Pearl Lewis
Atypical HUS has stricken my family for four generations
that we are aware of – my two children, now adults, their natural mother who
died 3 weeks post partum and her mother.
In 1966 when N. R. L. was 28, 3 weeks after giving birth to her
fourth child, and with an 18 month old, a 4 and 6 year old she died. They said
it was schleroderma of the kidney. In November of 1967, at the age of 21, I
married their father and became the mother of 5 children under age 7. In a few
years there were six children. All was well until 1988 when my daughter came
home from her junior year in college spent in Spain. She appeared to have the flu but on going to the doctor her
labs indicated acute hemolysis and renal failure. A biopsy diagnosed atypical
HUS and when the slides were compared to those of her mother at NIH, the diagnosis became
clear as did her mother’s who died in the 1950’s of what they had called
Bright’s disease.
Her older brother sat at her side and prayed that she
would get well and even said let it be him. In 2 years it was but he was not as
lucky as his sister. After only 6 months on dialysis she regained kidney
function, was able to go back to school, graduate, work on Capitol Hill, move
to

Her brother has been on dialysis for 15 years. After a
transplant that lasted from 1992-94 that kidney failed, his wife put him in an
ambulance and sent him to live with his parents. The divorce followed shortly
after. In 1996 he tried for another kidney but the disease recurred, he was
hospitalized for 6 weeks, was on a ventilator and almost didn’t make it.

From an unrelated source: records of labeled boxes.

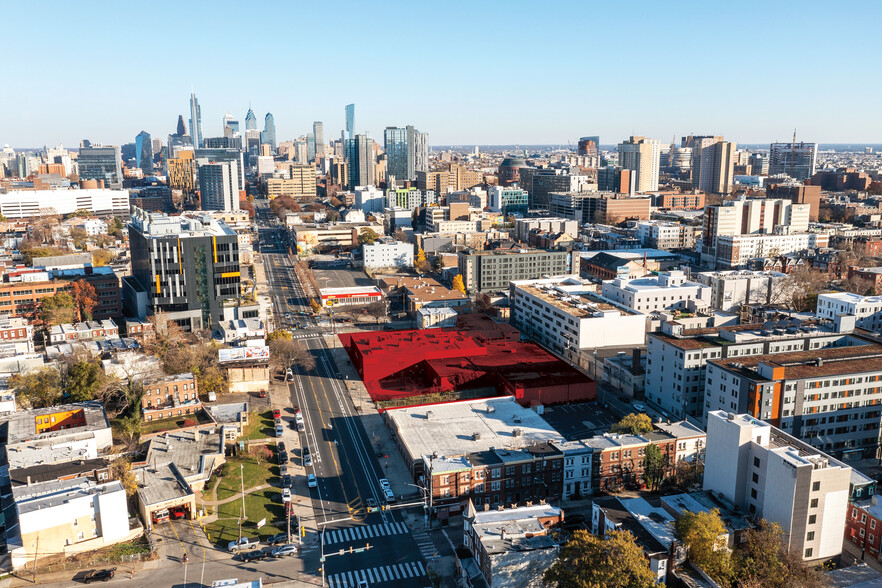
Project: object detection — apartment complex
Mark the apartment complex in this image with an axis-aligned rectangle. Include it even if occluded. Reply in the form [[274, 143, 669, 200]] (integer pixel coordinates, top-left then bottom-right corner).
[[459, 249, 569, 293], [704, 411, 851, 561]]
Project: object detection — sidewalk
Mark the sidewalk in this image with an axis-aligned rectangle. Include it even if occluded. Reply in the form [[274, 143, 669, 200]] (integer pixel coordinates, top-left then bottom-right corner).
[[325, 335, 422, 500]]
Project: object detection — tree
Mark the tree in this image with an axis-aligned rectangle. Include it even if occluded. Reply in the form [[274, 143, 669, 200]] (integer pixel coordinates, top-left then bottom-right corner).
[[543, 531, 655, 588], [735, 519, 827, 588], [674, 508, 735, 586], [110, 457, 138, 496], [610, 412, 652, 435], [40, 292, 77, 325], [9, 366, 62, 408], [73, 280, 98, 321], [358, 228, 380, 245], [643, 443, 668, 491], [451, 274, 465, 294]]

Dialysis has taken its toll and he underwent a quintuple bypass; had his
parathyroid removed and lives with Hepatitis C caused by multiple blood
transfusions. He has attempted to work, was able to buy a house and car. He is,
and has been a fighter but the toll on him, his family and the economy has been
great. If anything this disease condemns all those it touches to a life of
uncertainty, pain and frustration.

Between my two adult children, their, medical bills have
cost the government in excess of $3M and it will escalate. What have I done to
address the situation? My children are adults, all I can do is try and make
sure others have access to care, that research begins to address this dread
disease that will continue to cost this nation billions of dollars for treatment
for want of lesser amounts dedicated to research. To continue to spend on
treatment, treatment that is enormously expensive, treatment that impacts on
one’s ability to live a normal life, and not address the cause and ultimate
cure of this disease is penny wise and pound foolish.
End stage renal disease is
the one condition that the federal government has dedicated an entire program
to because it is life saving, because the treatment is so expensive costing
this country $20 B per year. To allow these children to face a life of dialysis without
hope of something better is cruel. A life without hope, a life with only dialysis in
its future is not a life anyone of us would want for ourselves. How can we
condemn others to this reality?
Our only hope lies in research, in identifying a
treatment that will correct the genetic flaw lying within each cell. There are
scientists who understand the mechanism behind the flaw; they only need the
necessary funds to underwrite the research that must be done.
Do we spend billions to sustain our children in limbo, in
a reality that none of us can call a full, rewarding, normal existence or do we
dedicate, as the first step, several hundred thousand dollars in an effort to
purchase hope, hope of a life that approaches some semblance of normalcy?
We must take the first step. To do anything less is to
continue to do nothing, to continue to support the status quo, to continue to
support the misery that is atypical HUS.
Please join us as a partner in hope.